バブル崩壊でも影響を受けなかった造園屋さんから教えていただいた「稼ぐよりも大切なこと」

最近、日本の若者が海外に出稼ぎに出向いているニュースがよく取り上げられるようになりましたね。

日本では見習いのすし職人だった人がアメリカに渡り、すし屋で起業したらほんの数年で年収8000万円になった話などは特にもてはやされて色んな宣伝媒体でその話が取り上げられています。

時代や状況に応じて柔軟に対応し、力強く生き抜いていく姿勢は大変素晴らしいと思いますし、また大変重要なことだと思いますから、これはこれで良い一面もあると思います。




とは言え、「お金を稼いでいる」という一面だけを取り上げてそれを持ち上げるような報道の仕方については非常に危機感を覚えますし間違っていると思います。

なぜそう思うのかというと、ある造園屋さんの話が忘れられないからです。



その造園屋さんは、僕の同級生の家がやっている個人規模の造園屋さんで、先代を務められたのお父さんとは行きつけのコーヒー屋さんでよく会う仲なのですが、ある時
「造園業と言うとバブル崩壊の時に公共事業が減って倒産した会社がたくさんあったと聞いてますが、今もずーっと変わらず地元でご活躍されてて凄いですね。長く商売を続ける秘訣みたいなものがなにかあるんですか?」

と聞いてみたことがあります。




そうするとそのお父さんは

「公共事業でつぶれた造園屋さんていうのは、じつはその大半が元々個人宅の庭仕事を請け負ってた会社でね」

「それがバブルが始まったころに急激に増えた公共事業の儲けが良かったから、みんな個人の仕事を断って公共事業に行っちゃたんよ」

「だけどその数年後にバブルがはじけて結局公共事業も減ったでしょ」

「そうなるとみんなまた個人宅の仕事で生計を立てようとしたんだけど、一度断った個人さんって別の造園屋さんに頼んで手入れしてもらってるから、もうそこに割って入ることができんようになってね」

「それで公共事業も個人宅からも仕事が取れなくなって潰れてしまってるんよね」

「うちは個人さんのお陰でずーっと成り立ってきてたから、いくら儲かるからと言っても個人さんをお断りすることは出来なくて、公共事業を一切やらなかっただけなんや」

「でもそのお陰で、息子に代を譲っても今もずーっと仕事を頂くことができてるんや」

「うちがあるのは個人さんのお陰やね」



と、こんなお話をしてくれました。

なんか「はっ」っとさせられますね。



僕もこのお話を聞いてから「お金を稼ぐということはもちろん大事だけど、お金を稼ぐだけになってはいけなくて、やっぱり稼ぐ以上に何か大事なものを見つけておかないといけないな」と思うようになりました。やっぱり単に稼ぐだけでは「お金の切れ目が縁の切れ目」になりやすいし、そういう生き方だと長くは繁栄しないんだなあという事にも気付かせていただきました。
だからお金を稼いでいることだけをもてはやす報道に違和感と不快感をすごくすごく感じます。

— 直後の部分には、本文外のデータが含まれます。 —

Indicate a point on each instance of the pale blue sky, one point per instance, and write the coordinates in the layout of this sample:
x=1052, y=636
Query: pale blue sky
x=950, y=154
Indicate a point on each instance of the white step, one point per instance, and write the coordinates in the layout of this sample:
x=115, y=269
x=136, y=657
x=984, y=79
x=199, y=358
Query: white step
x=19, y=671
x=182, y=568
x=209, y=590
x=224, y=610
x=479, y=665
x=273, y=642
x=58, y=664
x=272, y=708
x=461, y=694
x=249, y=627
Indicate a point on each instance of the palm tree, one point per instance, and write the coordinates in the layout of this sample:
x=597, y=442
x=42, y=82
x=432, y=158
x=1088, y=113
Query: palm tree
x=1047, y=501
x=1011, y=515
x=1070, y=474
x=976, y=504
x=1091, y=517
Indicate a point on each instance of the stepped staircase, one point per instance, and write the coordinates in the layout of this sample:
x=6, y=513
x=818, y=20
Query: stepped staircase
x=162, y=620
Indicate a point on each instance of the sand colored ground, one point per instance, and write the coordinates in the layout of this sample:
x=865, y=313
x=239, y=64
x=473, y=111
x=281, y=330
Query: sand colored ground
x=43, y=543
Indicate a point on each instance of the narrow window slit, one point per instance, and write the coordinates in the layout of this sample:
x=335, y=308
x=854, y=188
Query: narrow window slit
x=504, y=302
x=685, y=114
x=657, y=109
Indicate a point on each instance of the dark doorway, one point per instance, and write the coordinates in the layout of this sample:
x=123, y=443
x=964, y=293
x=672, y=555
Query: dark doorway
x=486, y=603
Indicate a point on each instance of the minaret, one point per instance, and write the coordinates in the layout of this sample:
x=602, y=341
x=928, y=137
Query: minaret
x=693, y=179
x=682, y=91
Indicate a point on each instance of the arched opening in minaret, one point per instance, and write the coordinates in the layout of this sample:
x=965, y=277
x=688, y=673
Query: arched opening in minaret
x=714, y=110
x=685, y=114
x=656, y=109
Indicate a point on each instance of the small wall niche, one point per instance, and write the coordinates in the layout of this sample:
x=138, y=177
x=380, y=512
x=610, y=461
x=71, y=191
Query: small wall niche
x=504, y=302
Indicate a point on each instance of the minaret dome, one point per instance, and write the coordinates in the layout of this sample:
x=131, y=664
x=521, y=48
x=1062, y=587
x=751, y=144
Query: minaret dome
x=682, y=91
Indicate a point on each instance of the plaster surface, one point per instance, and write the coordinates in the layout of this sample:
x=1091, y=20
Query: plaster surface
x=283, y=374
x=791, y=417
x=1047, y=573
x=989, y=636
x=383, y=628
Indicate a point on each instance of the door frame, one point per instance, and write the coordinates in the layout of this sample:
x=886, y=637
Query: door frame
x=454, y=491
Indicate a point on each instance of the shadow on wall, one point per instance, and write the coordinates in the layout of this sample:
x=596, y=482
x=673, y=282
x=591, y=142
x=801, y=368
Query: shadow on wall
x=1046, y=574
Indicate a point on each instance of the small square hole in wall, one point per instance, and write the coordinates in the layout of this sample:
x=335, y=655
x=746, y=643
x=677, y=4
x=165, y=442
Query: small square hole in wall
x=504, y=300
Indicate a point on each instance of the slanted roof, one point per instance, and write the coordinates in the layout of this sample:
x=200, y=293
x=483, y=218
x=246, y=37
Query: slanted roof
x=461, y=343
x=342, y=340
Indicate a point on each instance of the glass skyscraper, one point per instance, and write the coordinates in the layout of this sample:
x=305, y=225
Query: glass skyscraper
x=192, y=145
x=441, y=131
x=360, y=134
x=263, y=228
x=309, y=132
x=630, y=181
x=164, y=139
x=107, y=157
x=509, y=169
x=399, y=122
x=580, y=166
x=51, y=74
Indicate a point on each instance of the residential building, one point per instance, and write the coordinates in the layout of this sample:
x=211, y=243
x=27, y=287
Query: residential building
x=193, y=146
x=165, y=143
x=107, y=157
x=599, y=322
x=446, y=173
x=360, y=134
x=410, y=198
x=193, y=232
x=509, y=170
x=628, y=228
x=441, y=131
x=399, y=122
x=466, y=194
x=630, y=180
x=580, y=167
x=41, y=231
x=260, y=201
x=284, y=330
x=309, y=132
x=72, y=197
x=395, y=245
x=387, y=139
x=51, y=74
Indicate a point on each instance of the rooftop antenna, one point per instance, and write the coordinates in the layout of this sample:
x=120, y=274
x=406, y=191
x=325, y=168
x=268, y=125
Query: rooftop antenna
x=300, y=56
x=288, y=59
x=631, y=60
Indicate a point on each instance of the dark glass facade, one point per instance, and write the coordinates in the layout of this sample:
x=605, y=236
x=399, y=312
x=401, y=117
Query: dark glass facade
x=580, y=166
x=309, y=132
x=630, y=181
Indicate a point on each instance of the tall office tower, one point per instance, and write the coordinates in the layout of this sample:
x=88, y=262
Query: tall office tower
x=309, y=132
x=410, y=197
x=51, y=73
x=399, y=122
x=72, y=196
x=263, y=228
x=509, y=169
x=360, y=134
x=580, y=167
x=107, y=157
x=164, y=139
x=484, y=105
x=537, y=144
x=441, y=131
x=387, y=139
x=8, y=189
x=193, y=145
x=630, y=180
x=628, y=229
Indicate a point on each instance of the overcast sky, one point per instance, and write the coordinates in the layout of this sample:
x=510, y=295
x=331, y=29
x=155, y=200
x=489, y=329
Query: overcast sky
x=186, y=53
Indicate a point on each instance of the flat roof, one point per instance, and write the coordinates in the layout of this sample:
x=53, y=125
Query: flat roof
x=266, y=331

そういえば先日みたニュースの中に、「地元に帰ってきて地元繁栄のために頑張ってくれる学生さんには、無利子で学費をお貸しします」という地方自治体の試みについて見かけました。これすごく良いお話だと思います。
こんな風に地元の為とか、社会全体のためにといった理念がしっかりある上で物事を捉え行動する人や企業が増えてくれれば良いなと思いますし、そうなればもっともっと世の中良くなりますよね。



「稼ぐことだけに捉われないようにしなくては」と強く思うところです。